Вот хан Чухурху, лютый и явный враг русских, только что советовавший Берке предать Невского самой ужасной казни, тут, сидя на коврах в шатре Александра, целует его в плечо и, якобы сочувствуя, говорит:
— Ай, ай, князь! Когда я услыхал, сердце и печень мои стеснились: Берке хочет приказать тебе умереть, не показав крови!
Это означало, что Александра задушат тетивою лука.
Приходит другой гость — князь Егу. Вот он жрёт жирный плов, захватывая его двумя китайскими костяными палочками, пьёт кумыс, рыгает и говорит Александру:
— Всё хорошо, Искандер, всё хорошо: ты вынес душу свою из бездны гибели на берег спасения! Хан простил тебя — ты будешь в ряду царевичей посажен!

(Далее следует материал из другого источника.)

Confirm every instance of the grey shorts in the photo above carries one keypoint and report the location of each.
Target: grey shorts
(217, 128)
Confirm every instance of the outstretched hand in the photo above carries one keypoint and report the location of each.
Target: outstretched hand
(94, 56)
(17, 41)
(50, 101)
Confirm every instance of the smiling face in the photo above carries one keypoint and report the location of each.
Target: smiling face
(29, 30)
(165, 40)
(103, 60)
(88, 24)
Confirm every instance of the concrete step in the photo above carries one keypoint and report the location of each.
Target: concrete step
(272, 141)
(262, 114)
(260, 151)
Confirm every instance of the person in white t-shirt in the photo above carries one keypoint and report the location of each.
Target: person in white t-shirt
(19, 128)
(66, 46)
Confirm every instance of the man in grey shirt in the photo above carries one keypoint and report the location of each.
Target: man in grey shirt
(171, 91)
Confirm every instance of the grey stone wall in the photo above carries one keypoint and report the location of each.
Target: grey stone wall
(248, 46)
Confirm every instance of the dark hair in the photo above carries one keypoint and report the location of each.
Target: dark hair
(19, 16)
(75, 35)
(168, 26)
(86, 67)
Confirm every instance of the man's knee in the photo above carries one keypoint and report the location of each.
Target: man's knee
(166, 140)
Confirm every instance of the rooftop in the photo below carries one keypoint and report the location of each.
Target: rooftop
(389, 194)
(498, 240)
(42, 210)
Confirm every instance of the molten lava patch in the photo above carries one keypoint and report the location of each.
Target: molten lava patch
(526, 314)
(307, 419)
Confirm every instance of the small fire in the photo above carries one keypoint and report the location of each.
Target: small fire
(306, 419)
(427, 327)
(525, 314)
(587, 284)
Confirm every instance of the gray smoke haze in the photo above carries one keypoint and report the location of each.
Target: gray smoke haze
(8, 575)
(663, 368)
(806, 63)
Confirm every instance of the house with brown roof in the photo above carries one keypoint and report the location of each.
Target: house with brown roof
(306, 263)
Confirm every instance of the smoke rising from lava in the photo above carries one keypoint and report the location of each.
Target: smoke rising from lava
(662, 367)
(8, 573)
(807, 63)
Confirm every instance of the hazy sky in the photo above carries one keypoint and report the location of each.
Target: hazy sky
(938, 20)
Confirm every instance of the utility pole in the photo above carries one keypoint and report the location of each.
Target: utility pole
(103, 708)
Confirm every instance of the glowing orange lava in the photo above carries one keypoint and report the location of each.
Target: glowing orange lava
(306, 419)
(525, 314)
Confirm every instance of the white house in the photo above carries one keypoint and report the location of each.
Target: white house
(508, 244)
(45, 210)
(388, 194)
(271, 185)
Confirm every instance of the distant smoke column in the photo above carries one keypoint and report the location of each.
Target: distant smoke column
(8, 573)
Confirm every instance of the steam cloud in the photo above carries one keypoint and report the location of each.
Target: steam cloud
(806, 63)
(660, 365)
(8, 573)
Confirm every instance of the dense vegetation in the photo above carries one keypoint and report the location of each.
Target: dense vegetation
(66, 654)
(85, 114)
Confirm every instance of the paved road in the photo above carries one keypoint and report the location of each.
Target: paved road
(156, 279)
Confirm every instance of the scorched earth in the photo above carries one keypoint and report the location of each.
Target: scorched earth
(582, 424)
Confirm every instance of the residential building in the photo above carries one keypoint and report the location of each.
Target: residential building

Но через день-другой снова является тот же самый Егу и с таинственностью, с оглядкой шепчет Александру:
— Ой, князь Искандер, совсем худо! — и закрывает глаза и долго молчит — нарочно, чтобы помучить Александра. — Совсем худо: над всеми над нами взял верх этот злой рыцарь Урдюй Пэта. Он вложил в уши хана совет погубить тебя навеки. Берке решил не убивать тебя, но тебя ослепят, и ты будешь до конца дней твоих молоть ханским жёнам ячмень на ручных жерновах и носить волосяную верёвку на шее.
Волосяная верёвка означала рабство.
Невский знал от вельмож, задаренных им, что рыцарь-предатель Джон Урдюй Пэта и впрямь добивался для него той лютой и позорной казни, о которой говорил Егу. Временами, когда Александр оставался с глазу на глаз со своим верным Настасьиным, из груди его исторгался глухой вопль гнева и душевной муки:
— Полгода… полгода истязают, проклятые! Доколе смогу терпеть? А тут ещё хозяина радушного из себя творить перед ними… Кумысничать с ними, под своим кровом принимать… О-о! Люто мне, Григорий!
Настасьин утешал князя. А у самого слёзы скорби и гнева кипели.
— Перетерпеть, государь! Что ж больше делать остаётся! Сам ты учил меня: за отечество всё перетерпеть!
— Знаю, Настасьин, знаю! — отвечал ему Александр. — Да хотя бы не видеть у себя под кровом эти дьявольские образины!
— Нет, государь, — возразил ему Григорий Настасьин, — и здесь я супротив тебя буду слово молвить. Уж лучше к нам сюда зазывай их: здесь хоть не подсыплют яду в пищу. А там, у них, что захотят, то и сотворят.
Следуя доброму совету Настасьина, Александр Невский привык в своём ордынском томлении совершать перед сном непременную прогулку верхом.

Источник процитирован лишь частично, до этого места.